O primeiro-ministro francês, Manuel Valls, anunciou uma série de visitas às capitais europeias com os mesmos objetivos. Será iniciada no mês que vem em Berlim, onde prevê conversar com a chanceler, Angela Merkel. Paris não busca um enfrentamento com Berlim, mas um acordo. "A Europa precisa mais do que nunca de um entendimento forte e duradouro entre a França e a Alemanha", disse Valls. O primeiro-ministro assume que a França deve reduzir seu déficit (4,3% em 2013), mas a um ritmo adequado às atuais circunstâncias.
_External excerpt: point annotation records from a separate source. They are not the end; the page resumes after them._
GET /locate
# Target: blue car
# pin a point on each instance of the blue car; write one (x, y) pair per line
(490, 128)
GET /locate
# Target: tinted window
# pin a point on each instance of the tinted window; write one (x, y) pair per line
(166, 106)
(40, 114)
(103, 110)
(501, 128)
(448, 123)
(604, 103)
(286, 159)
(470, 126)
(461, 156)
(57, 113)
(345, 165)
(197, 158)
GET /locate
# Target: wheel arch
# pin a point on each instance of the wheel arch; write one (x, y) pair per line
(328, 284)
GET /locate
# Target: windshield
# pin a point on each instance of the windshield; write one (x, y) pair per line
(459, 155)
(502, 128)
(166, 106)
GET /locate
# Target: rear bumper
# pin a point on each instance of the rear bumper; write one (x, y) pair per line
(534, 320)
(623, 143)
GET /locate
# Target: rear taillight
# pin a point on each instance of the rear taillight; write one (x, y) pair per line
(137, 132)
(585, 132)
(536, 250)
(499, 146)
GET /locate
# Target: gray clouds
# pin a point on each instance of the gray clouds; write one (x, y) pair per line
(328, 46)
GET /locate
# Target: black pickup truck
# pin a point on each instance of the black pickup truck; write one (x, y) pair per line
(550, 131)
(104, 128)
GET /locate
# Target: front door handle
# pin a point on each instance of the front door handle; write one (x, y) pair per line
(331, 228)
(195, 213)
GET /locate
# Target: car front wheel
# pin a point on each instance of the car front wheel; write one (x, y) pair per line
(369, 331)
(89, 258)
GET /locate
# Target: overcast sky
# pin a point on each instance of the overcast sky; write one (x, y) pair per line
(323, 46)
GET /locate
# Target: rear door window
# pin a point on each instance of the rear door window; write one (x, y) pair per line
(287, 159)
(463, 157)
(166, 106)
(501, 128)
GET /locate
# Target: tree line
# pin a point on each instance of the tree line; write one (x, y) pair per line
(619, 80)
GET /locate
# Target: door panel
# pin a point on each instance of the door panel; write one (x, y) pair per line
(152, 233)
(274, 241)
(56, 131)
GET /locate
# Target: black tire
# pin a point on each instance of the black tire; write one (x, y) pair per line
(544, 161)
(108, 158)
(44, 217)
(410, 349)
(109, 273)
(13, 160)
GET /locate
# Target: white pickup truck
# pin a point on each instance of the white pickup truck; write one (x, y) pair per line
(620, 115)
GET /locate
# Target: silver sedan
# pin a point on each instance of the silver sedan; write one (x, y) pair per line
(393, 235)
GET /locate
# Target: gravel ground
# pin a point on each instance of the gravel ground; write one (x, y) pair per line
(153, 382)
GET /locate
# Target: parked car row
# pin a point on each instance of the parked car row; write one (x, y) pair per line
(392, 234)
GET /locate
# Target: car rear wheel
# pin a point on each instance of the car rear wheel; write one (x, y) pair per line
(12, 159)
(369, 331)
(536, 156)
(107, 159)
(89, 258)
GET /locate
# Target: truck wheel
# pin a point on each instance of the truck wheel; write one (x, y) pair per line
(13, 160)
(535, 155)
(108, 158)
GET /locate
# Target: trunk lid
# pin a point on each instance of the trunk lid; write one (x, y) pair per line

Em 2013, Bruxelas já deu para a França dois anos a mais de margem para rebaixar o déficit ao limite de 3%, uma prorrogação já precedida de outra concedida entre 2012 e 2013. A França previa rebaixá-lo para 3,8% este ano, para chegar em 3% em 20'5. O ministro das Finanças, Michel Sapin, reconhece que será praticamente impossível cumprir tais objetivos. Vários especialistas concordam que Paris dificilmente acabará 2014 abaixo dos 4,3%. O esperado crescimento de 1% para este ano ficará na metade, enquanto o desemprego (que ronda os 11%) e a dívida (96%) continuarão em alta.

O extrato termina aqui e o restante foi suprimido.